In reference to yesterday's post: I didn't go.
There was a practical reason...Deb had something come up...but there was another reason too. I just couldn't make the wig look right. Either wig, the conservative dark brown one or the red-gold tranny-mane. I stood looking in the mirror, and they just seemed fake and ridiculous.
The thing is, my own hair is getting long enough so that when I brush it forward and fluff it up, it is starting to look markedly femme. It doesn't quite snap yet....it's not quite long enough, and the fact that it still grey gets in the way...but it's close.
So when Deb canceled, I ended up sitting at my kitchen table playing internet chess with beard-cover makeup on, my hair brushed forward, dangly earrings, and femme jeans and an androgynous top. No shapewear. No lipstick. No shoes. And when I got up and posed in the mirror in the hall, I saw a different femme look beginning to emerge for me...not in-your-face cross-dressed, but the natural earthy-crunchy tall skinny woman I might someday be.
That's the look I want the next time I go out. Except for overt drag for fun, I think I may be done with strutting my stuff in wig and fake boobs.

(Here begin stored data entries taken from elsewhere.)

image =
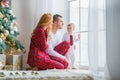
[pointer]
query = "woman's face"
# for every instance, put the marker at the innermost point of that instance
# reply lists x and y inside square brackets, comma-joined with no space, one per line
[50,24]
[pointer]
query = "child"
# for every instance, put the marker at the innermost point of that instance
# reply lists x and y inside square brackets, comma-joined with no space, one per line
[70,37]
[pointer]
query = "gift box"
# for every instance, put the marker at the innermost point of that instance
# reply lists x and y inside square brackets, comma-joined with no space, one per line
[2,61]
[13,62]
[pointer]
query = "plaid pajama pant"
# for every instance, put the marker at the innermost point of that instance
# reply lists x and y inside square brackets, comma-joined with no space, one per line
[42,61]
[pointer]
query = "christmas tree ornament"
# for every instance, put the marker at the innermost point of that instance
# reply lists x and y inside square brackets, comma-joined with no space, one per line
[8,30]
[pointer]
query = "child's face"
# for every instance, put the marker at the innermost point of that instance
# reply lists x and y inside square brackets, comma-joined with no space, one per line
[70,29]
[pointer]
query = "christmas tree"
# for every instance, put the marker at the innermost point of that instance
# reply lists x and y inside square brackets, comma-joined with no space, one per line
[8,29]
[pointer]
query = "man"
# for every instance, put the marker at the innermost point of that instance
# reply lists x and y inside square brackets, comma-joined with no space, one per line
[57,50]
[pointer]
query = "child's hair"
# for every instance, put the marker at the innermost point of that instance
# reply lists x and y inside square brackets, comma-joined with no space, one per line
[44,20]
[71,24]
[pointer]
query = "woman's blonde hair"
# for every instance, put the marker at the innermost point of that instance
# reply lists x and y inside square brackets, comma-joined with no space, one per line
[43,22]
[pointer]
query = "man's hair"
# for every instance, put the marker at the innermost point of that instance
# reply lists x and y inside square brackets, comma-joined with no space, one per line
[55,17]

Hey, if I keep growing my hair out and start coloring it (my next big treat, I think), and keep getting rid of my beard (and may I just mention, electrolysis hurts), and start wearing clothes which are subtly more femme, and if I continue to allow myself to relax into moving and acting and talking and feeling just a little more femme all the time, as I have been doing...if I keep doing all those things, I may just change by imperceptible degrees into a woman, right in front of everyone's eyes. Maybe even without hormones and face surgery. Those steps could just cement it. And then with or without clothes and makeup--even dressed in my old man suit--I would look female, because I would be female, all the way through, from my innermost soul right out to my skin.
I didn't go out yesterday, but it was not a return to that old cell. It was a step forward in a new long slow process of becoming a woman from the inside out. That's how it's going now.
Dressing over that seems as out-of-order as painting the house while you're still framing it.
well said, and well-felt. I am becoming more comfortable with my own butch-ness as I age, but there are still times when dressing in a way that makes me feel empowered can also make me feel vulnerable - as though the butch gear somehow reveals a part of me that I am still reluctant to share with the world out of fear of ridicule. Some days I can do it, and some days I can't. And while I don't identify as trans, I understand how wearing our insides on the outsides can be at once liberating and frightening. I shall keep reading here. This is a marvelous journey you are sharing with us. Thank you.